I'm a working mommy, a wife, a Christian, just turned 41 and happy with my life. God grew our family through adoption which has been a huge blessing.The title of my blog comes from the hymn, "Come Thou Fount of Every Blessing" and pretty much describes my life. God has been endlessly merciful and I will sing loud and long in His praise.
Welcome to my blogger page. My professional profile can be found at DeirdreWRussell.wordpress.com and over at LinkedIn.com. You can also find me at streamofcontinuousness for the fun stuff and fluff....oh and baby pictures. This blogger page will mostly be devotionals and meditations on scriptures. I'm not promising to be serious here though. I seriously believe that God is Fun. Enjoy my pages and I hope you come back to visit often.
I’ve been wishing for a chance to speak publicly about some recent events in my life, and at the same time I’ve been ashamed of that desire. Part of my southern upbringing is to suppress all hankering for publicity. So every time I caught myself wanting to speak up about some recent blessings I would firmly squash the desire by telling myself that it was rude to brag. But what I was failing to comprehend was that the publicity I wanted was not for myself. I don’t want to brag on my own accomplishments.
I earnestly yearn to brag on my God.
The God who brought my family through the struggles of infertility. The God who abundantly blessed us during both my husband’s layoff and my recent job loss. The God who has showered me in loving mercies during a time that most would see as a severe trial. Sure, I do have a public forum. I write a blog, but most of the folks in my church don’t read blogs and I find myself wanting my congregation, my home church to hear about my God and the wonderful things He has done for me.
Even the psalmist had this same longing. Look at Psalm 116:17 – 19
To You I shall offer a sacrifice of thanksgiving and call upon the name of the LORD I shall pay my vows to the LORD Oh may it be in the presence of all His people In the courts of the LORD’s house In the midst of you, O Jerusalem Praise the LORD!
So, in an effort to break out of my overly-southern, rigidly-polite heritage and offer public praise to my Lord, I now submit a sacrifice of praise in the form of a psalm.

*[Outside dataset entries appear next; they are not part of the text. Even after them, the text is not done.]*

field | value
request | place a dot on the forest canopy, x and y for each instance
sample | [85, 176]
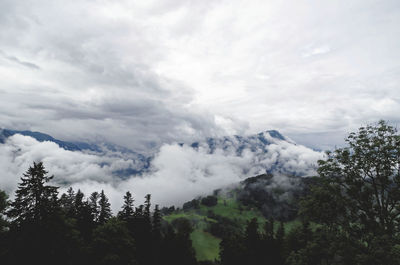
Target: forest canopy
[350, 214]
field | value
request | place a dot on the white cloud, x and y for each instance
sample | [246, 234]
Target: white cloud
[144, 73]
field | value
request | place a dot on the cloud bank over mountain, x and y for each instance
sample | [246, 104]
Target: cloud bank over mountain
[143, 73]
[177, 172]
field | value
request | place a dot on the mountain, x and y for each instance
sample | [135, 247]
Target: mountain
[269, 152]
[265, 152]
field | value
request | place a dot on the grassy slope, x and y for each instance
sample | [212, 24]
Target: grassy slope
[207, 245]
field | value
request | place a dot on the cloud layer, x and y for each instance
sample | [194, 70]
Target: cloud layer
[178, 173]
[143, 73]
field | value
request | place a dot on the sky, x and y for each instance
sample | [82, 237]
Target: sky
[143, 73]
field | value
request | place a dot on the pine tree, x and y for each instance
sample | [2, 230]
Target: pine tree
[104, 208]
[67, 202]
[34, 200]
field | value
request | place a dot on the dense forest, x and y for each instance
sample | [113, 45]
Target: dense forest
[350, 214]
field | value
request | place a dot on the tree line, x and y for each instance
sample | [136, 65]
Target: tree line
[44, 228]
[351, 215]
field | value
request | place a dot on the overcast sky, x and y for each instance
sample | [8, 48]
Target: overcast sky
[140, 73]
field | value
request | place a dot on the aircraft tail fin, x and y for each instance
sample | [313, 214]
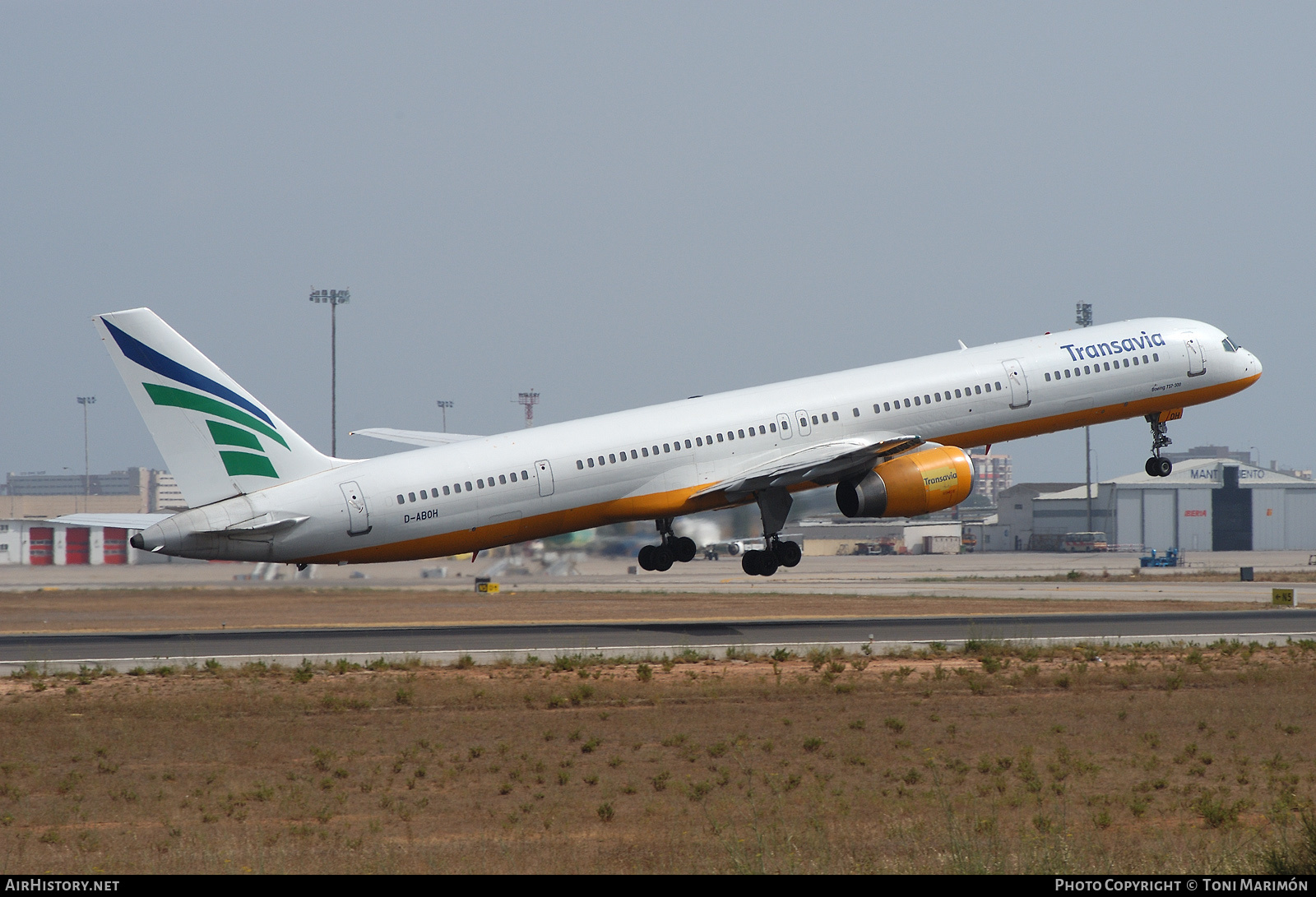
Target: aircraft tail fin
[216, 438]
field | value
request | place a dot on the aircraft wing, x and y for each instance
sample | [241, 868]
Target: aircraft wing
[122, 521]
[828, 462]
[412, 437]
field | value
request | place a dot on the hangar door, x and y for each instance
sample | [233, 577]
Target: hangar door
[1158, 520]
[1128, 517]
[1300, 520]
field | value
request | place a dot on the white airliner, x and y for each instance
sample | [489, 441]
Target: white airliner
[892, 440]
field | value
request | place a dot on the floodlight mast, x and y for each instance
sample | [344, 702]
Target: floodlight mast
[1083, 318]
[85, 401]
[528, 400]
[332, 298]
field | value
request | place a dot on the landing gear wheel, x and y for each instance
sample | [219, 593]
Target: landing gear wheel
[787, 553]
[683, 548]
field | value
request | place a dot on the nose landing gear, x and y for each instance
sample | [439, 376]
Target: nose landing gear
[674, 548]
[1158, 466]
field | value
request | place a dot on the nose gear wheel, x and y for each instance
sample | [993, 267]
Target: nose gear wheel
[1158, 466]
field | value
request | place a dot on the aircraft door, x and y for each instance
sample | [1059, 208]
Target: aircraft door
[359, 516]
[1017, 384]
[1197, 359]
[544, 471]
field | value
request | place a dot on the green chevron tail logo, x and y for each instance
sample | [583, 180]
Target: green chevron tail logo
[247, 436]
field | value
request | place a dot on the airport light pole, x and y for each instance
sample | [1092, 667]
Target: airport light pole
[85, 401]
[1083, 318]
[333, 298]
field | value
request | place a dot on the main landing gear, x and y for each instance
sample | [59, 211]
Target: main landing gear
[1158, 466]
[774, 504]
[674, 548]
[778, 554]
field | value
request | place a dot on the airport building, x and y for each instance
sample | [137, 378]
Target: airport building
[136, 491]
[46, 542]
[1206, 504]
[831, 537]
[993, 475]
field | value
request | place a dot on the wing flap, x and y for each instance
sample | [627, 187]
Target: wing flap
[118, 521]
[828, 462]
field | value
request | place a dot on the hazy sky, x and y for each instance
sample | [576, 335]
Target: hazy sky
[622, 204]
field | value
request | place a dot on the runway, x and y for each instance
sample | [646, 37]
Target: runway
[517, 642]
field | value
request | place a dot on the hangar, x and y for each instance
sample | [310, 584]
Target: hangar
[50, 542]
[1203, 506]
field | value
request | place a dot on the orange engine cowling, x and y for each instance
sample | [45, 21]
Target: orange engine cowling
[908, 486]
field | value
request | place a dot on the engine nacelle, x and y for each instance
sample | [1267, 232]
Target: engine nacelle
[908, 486]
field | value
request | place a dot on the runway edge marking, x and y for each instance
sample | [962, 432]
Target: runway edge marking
[635, 653]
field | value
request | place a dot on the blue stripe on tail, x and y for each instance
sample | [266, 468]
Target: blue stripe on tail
[164, 366]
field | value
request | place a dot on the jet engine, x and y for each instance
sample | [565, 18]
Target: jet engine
[912, 484]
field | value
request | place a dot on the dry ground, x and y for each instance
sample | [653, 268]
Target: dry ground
[1138, 761]
[69, 611]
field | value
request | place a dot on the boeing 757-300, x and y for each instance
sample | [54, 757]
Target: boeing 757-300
[892, 440]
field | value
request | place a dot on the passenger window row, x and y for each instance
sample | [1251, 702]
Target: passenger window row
[697, 442]
[1102, 366]
[503, 479]
[938, 396]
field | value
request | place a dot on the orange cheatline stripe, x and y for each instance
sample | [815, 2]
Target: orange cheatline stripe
[683, 502]
[651, 506]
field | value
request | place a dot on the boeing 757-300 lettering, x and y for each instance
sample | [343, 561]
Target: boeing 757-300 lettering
[890, 438]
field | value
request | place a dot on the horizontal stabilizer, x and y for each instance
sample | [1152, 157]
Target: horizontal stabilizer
[829, 462]
[412, 437]
[122, 521]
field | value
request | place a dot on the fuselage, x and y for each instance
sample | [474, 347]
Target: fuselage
[662, 460]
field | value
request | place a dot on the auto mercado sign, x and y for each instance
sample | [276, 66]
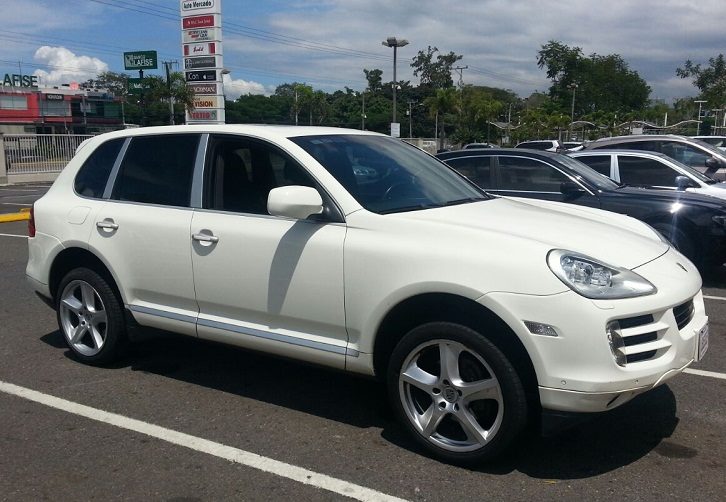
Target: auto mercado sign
[140, 60]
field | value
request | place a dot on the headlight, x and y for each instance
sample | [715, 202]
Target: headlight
[596, 280]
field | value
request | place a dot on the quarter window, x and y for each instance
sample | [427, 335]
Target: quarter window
[600, 163]
[242, 173]
[530, 175]
[158, 170]
[93, 175]
[645, 172]
[685, 153]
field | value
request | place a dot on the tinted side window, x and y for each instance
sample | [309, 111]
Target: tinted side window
[477, 169]
[518, 173]
[93, 174]
[241, 174]
[685, 153]
[647, 172]
[158, 170]
[600, 163]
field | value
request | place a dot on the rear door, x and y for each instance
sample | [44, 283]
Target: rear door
[142, 231]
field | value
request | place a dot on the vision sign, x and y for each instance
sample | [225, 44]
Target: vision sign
[140, 60]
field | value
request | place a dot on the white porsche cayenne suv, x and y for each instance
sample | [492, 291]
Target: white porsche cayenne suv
[360, 252]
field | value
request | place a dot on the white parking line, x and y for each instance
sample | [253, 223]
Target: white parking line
[711, 374]
[230, 453]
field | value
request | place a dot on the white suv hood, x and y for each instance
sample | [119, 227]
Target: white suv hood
[613, 238]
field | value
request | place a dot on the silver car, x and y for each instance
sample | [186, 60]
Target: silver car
[650, 170]
[689, 151]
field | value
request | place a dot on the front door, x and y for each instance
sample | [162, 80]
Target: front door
[265, 282]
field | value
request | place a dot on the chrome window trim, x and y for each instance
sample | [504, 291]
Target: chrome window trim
[163, 313]
[275, 337]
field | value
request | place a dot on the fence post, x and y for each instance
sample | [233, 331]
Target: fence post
[3, 167]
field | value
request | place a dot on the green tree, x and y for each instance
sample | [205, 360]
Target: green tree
[603, 82]
[434, 73]
[711, 81]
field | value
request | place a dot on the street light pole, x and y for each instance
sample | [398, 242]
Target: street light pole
[700, 103]
[574, 87]
[395, 43]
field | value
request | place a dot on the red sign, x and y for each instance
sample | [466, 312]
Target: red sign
[197, 22]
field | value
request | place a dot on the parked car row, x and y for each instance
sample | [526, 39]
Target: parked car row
[695, 224]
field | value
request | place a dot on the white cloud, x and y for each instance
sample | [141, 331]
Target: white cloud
[233, 89]
[65, 67]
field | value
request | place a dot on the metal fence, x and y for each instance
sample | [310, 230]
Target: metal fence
[39, 153]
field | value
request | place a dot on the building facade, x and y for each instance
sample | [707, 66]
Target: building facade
[67, 109]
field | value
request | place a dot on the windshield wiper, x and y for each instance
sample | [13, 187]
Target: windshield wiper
[463, 201]
[403, 209]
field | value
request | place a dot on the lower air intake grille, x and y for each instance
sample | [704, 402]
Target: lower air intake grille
[683, 314]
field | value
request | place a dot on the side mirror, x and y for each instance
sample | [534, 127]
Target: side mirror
[683, 182]
[712, 165]
[294, 201]
[570, 189]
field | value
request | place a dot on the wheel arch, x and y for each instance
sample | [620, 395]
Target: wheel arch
[447, 307]
[75, 257]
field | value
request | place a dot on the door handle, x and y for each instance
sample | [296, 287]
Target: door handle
[205, 238]
[107, 224]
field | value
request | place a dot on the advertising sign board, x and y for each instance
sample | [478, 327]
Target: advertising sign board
[201, 76]
[200, 62]
[140, 60]
[202, 35]
[204, 88]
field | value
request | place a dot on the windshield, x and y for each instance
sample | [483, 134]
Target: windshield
[600, 181]
[386, 175]
[714, 150]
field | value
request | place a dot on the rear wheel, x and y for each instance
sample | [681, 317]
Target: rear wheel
[90, 317]
[456, 392]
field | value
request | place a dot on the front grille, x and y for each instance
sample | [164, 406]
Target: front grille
[640, 337]
[683, 314]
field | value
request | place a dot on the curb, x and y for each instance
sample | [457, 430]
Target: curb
[23, 215]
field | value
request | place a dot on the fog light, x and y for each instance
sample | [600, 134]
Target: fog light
[616, 342]
[537, 328]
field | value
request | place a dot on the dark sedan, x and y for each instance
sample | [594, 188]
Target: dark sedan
[695, 224]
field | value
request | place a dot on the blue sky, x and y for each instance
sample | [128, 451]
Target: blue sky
[328, 43]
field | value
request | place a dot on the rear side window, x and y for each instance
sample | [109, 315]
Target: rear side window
[600, 163]
[93, 175]
[158, 170]
[645, 172]
[477, 169]
[529, 175]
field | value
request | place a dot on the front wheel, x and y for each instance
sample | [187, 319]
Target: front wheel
[90, 317]
[456, 392]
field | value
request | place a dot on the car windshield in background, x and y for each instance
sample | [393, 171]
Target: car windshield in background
[708, 146]
[386, 175]
[600, 181]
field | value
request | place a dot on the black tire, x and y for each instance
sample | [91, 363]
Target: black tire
[91, 320]
[488, 395]
[681, 241]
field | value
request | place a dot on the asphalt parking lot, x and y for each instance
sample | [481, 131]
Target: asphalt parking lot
[184, 420]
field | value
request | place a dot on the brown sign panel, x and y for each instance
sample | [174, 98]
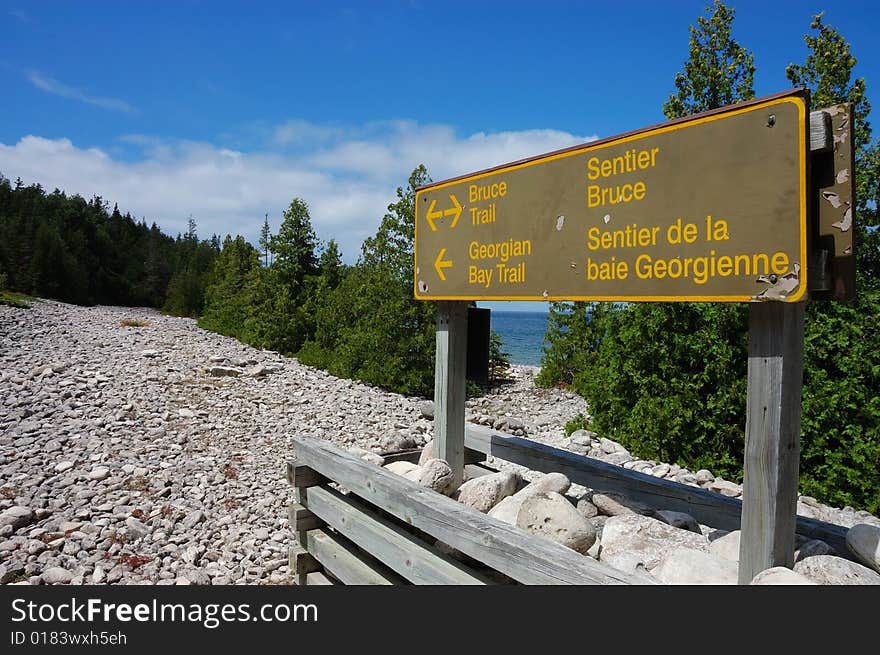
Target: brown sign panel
[711, 208]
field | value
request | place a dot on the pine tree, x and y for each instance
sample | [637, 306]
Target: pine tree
[719, 71]
[265, 238]
[294, 245]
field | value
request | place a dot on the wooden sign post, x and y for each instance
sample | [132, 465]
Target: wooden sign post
[773, 428]
[450, 385]
[712, 208]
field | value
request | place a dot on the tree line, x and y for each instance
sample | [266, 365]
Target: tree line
[668, 380]
[57, 246]
[292, 294]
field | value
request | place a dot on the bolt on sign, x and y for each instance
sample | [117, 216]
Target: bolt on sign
[708, 208]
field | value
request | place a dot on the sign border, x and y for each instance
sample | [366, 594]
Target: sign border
[798, 97]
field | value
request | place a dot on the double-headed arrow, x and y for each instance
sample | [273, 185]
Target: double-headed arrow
[455, 211]
[439, 264]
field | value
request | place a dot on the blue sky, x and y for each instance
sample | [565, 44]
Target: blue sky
[226, 111]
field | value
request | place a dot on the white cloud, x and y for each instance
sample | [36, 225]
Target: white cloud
[348, 176]
[53, 86]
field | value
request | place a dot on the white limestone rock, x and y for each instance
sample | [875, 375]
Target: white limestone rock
[632, 539]
[486, 491]
[56, 575]
[678, 520]
[727, 546]
[612, 504]
[17, 517]
[830, 570]
[780, 575]
[550, 515]
[508, 508]
[863, 541]
[437, 475]
[686, 566]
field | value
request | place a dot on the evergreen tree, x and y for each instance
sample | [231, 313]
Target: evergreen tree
[330, 264]
[840, 428]
[265, 238]
[719, 71]
[371, 328]
[294, 246]
[645, 368]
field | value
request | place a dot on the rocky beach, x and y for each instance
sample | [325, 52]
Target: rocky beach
[137, 448]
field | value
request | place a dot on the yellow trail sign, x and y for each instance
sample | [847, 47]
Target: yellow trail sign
[708, 208]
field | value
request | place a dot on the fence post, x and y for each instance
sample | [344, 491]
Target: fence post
[773, 427]
[450, 385]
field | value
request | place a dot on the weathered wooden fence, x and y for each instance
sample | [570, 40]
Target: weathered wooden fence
[386, 529]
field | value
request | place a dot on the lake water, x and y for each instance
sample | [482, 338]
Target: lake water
[522, 335]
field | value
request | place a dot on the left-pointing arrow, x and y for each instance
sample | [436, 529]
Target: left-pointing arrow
[439, 264]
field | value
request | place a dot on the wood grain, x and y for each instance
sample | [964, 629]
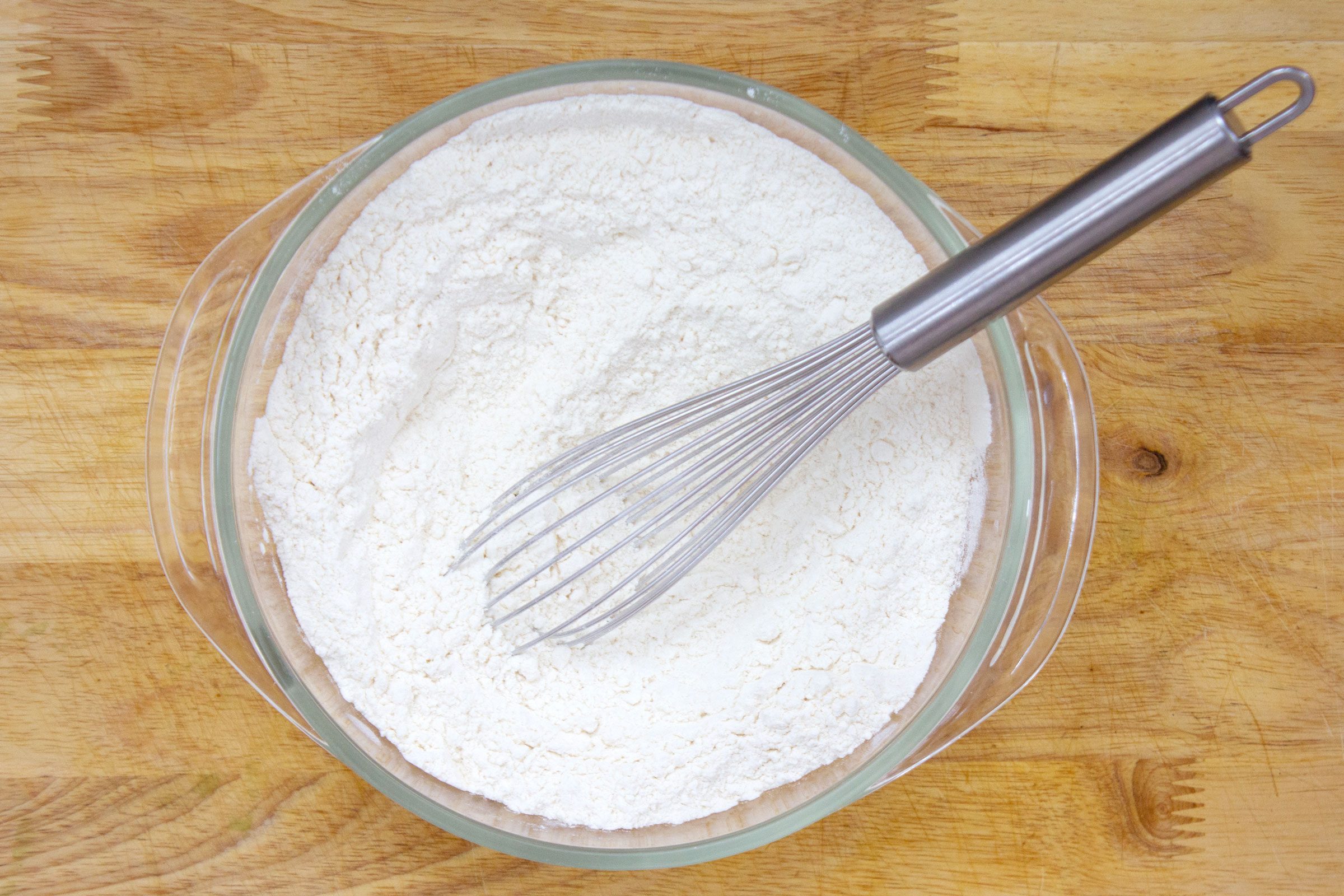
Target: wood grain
[1187, 736]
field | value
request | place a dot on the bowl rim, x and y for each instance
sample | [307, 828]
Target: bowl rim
[931, 211]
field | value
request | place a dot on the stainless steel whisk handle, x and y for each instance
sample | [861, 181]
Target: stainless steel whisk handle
[1076, 225]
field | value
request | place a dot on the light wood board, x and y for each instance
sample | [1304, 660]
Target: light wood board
[1188, 735]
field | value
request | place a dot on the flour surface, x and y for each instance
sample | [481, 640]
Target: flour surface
[552, 272]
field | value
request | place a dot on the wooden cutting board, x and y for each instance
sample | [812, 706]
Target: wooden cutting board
[1188, 735]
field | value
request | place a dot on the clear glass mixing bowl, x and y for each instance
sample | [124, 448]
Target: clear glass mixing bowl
[226, 340]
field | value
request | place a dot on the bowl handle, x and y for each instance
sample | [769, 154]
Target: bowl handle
[178, 438]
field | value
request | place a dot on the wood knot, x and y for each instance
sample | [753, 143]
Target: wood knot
[1156, 805]
[1148, 461]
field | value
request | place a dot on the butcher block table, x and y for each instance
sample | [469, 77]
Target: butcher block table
[1187, 736]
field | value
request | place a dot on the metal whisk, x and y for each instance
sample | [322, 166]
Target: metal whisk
[654, 497]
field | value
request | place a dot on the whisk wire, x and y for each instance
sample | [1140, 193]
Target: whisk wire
[703, 465]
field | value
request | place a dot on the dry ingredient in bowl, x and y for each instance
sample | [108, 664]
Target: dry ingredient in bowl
[550, 272]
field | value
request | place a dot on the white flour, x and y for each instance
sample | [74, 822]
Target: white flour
[549, 273]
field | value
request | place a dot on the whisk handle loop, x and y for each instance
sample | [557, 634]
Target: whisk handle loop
[1081, 221]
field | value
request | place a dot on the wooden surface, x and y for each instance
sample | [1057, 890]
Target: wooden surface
[1188, 735]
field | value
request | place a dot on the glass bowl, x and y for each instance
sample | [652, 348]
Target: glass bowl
[226, 339]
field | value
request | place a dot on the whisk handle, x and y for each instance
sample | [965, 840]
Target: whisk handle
[1080, 222]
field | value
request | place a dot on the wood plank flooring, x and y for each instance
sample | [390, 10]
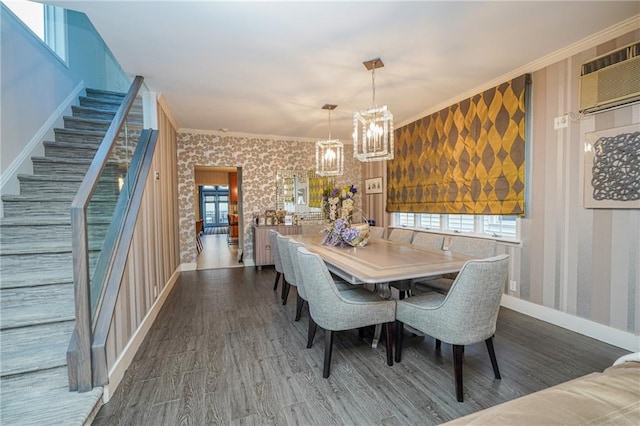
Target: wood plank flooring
[224, 350]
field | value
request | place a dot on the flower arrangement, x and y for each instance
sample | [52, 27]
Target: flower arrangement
[339, 205]
[339, 202]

I'm not a poet, so forgive me if this is a little rough. It is from the heart and that is all I was trying to accomplish.
When I cast myself down and wept Lain down on a bed of sorrow You comforted my heart Your peace, O LORD flooded my mind
When I wandered in darkness, angry and filled with bitterness You sent words of comfort you gave a song to my throat and fierce joy to my limbs
My God will fight my battles You allowed earthly powers to triumph over me for a day but granted me the grace to look mine enemy in the face and bless Your name
My oppressor has acknowledged You O my God. The power of Your hand has been visible even unto him who has struck me down You caused him to weep in bitterness and to bless your name
You have allowed my oppressor to see Your favor for me. He has witnessed the outpouring of Your blessings on my house and my lands
O LORD my God May Your name be praised May my speech and the labor of my hands Be nothing more than a window to You
Protect me LORD from everything except Your Glory. May I never cease to sing Your Praise.
Try writing your own psalm to God during this Lent season and see what happens.